The company’s revenue from operations rose nearly 20 per cent year-on-year to ₹10,180.52 crore in Q3 FY26, supported by higher sales volumes in both cement and ready-mix concrete, even as total income remained marginally lower compared with the prior year’s level. Total expenditure climbed about 18.7 per cent, driven by rising power and fuel costs, freight and forwarding charges, and higher depreciation expenses.
Ambuja also recorded net exceptional expenses during the quarter related to disputed tax liabilities and implementation of new labour codes, partly offset by income from cess recoveries. These exceptional items further weighed on profitability.
Despite the steep drop in earnings, cement sales remained robust, with segment revenues showing stability. Revenue from ready-mix concrete also contributed to overall top-line growth compared with the same period last year.

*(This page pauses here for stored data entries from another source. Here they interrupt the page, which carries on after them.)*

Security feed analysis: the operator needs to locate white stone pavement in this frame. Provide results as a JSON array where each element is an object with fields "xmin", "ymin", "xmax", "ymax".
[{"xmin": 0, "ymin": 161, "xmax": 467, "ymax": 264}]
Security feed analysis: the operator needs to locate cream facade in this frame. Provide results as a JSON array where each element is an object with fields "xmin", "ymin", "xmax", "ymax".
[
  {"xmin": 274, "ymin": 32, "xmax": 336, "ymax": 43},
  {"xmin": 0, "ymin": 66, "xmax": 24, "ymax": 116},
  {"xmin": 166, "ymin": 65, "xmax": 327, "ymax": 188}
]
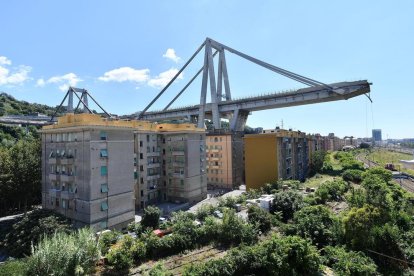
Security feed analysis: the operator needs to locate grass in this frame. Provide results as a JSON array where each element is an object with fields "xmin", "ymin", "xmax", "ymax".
[
  {"xmin": 367, "ymin": 149, "xmax": 414, "ymax": 175},
  {"xmin": 304, "ymin": 174, "xmax": 336, "ymax": 189}
]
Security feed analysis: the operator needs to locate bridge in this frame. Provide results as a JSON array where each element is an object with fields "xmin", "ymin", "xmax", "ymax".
[{"xmin": 137, "ymin": 38, "xmax": 372, "ymax": 131}]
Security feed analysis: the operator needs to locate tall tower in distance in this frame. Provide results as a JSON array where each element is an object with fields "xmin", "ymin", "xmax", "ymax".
[{"xmin": 372, "ymin": 129, "xmax": 382, "ymax": 145}]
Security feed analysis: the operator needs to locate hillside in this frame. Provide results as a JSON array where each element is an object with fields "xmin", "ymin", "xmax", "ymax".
[{"xmin": 0, "ymin": 92, "xmax": 60, "ymax": 117}]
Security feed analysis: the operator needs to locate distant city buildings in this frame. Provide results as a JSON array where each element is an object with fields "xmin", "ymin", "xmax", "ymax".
[
  {"xmin": 41, "ymin": 114, "xmax": 206, "ymax": 231},
  {"xmin": 372, "ymin": 129, "xmax": 382, "ymax": 143}
]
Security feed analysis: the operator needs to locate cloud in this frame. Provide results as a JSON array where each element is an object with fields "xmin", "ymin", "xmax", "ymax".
[
  {"xmin": 0, "ymin": 55, "xmax": 31, "ymax": 86},
  {"xmin": 147, "ymin": 68, "xmax": 183, "ymax": 88},
  {"xmin": 99, "ymin": 67, "xmax": 150, "ymax": 83},
  {"xmin": 163, "ymin": 48, "xmax": 181, "ymax": 63},
  {"xmin": 36, "ymin": 78, "xmax": 45, "ymax": 87},
  {"xmin": 0, "ymin": 56, "xmax": 12, "ymax": 66},
  {"xmin": 37, "ymin": 73, "xmax": 82, "ymax": 91}
]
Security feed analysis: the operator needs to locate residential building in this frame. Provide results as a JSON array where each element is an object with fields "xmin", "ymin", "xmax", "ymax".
[
  {"xmin": 372, "ymin": 129, "xmax": 382, "ymax": 143},
  {"xmin": 41, "ymin": 113, "xmax": 206, "ymax": 231},
  {"xmin": 244, "ymin": 129, "xmax": 310, "ymax": 191},
  {"xmin": 205, "ymin": 131, "xmax": 244, "ymax": 189}
]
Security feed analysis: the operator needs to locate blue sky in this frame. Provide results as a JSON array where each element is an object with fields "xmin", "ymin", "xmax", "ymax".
[{"xmin": 1, "ymin": 1, "xmax": 413, "ymax": 139}]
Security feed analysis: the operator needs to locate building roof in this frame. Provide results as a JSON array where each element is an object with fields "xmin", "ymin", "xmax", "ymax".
[{"xmin": 41, "ymin": 113, "xmax": 205, "ymax": 133}]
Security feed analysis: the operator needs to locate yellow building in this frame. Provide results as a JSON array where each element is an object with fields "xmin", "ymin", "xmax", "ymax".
[{"xmin": 244, "ymin": 129, "xmax": 311, "ymax": 191}]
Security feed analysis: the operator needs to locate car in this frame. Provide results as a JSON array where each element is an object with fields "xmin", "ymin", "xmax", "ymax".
[{"xmin": 159, "ymin": 217, "xmax": 167, "ymax": 223}]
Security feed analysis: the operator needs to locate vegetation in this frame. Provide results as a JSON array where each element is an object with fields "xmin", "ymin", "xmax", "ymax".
[
  {"xmin": 2, "ymin": 209, "xmax": 72, "ymax": 257},
  {"xmin": 0, "ymin": 92, "xmax": 61, "ymax": 117},
  {"xmin": 271, "ymin": 190, "xmax": 304, "ymax": 222},
  {"xmin": 26, "ymin": 228, "xmax": 100, "ymax": 276},
  {"xmin": 141, "ymin": 206, "xmax": 161, "ymax": 229},
  {"xmin": 183, "ymin": 235, "xmax": 321, "ymax": 275}
]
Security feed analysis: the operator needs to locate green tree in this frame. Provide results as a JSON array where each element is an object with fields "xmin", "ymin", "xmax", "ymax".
[
  {"xmin": 271, "ymin": 190, "xmax": 304, "ymax": 222},
  {"xmin": 293, "ymin": 205, "xmax": 339, "ymax": 248},
  {"xmin": 247, "ymin": 205, "xmax": 273, "ymax": 233},
  {"xmin": 2, "ymin": 209, "xmax": 72, "ymax": 257},
  {"xmin": 141, "ymin": 206, "xmax": 161, "ymax": 229},
  {"xmin": 309, "ymin": 150, "xmax": 327, "ymax": 175},
  {"xmin": 323, "ymin": 246, "xmax": 377, "ymax": 275}
]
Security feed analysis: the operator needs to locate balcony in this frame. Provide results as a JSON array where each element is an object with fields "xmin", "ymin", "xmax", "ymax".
[
  {"xmin": 60, "ymin": 173, "xmax": 74, "ymax": 182},
  {"xmin": 146, "ymin": 174, "xmax": 161, "ymax": 181},
  {"xmin": 172, "ymin": 150, "xmax": 184, "ymax": 156},
  {"xmin": 48, "ymin": 158, "xmax": 57, "ymax": 164},
  {"xmin": 147, "ymin": 151, "xmax": 160, "ymax": 157},
  {"xmin": 172, "ymin": 161, "xmax": 185, "ymax": 167},
  {"xmin": 147, "ymin": 162, "xmax": 161, "ymax": 168},
  {"xmin": 172, "ymin": 173, "xmax": 185, "ymax": 178},
  {"xmin": 60, "ymin": 191, "xmax": 75, "ymax": 200},
  {"xmin": 61, "ymin": 157, "xmax": 74, "ymax": 165},
  {"xmin": 49, "ymin": 189, "xmax": 61, "ymax": 198},
  {"xmin": 49, "ymin": 173, "xmax": 58, "ymax": 181}
]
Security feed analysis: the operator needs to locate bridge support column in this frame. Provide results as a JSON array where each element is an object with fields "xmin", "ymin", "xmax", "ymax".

The earnings release underscores the challenges facing cement manufacturers, including pressure on realisations due to competitive pricing and cost inflation across key input categories. Ambuja Cements has been navigating these headwinds while focusing on volume growth and market share expansion.
The results come amid broader industry consolidation and strategic shifts, including the planned amalgamation of ACC into Ambuja Cements, aimed at creating a unified platform with expanded national scale and stronger pricing power once approvals are completed.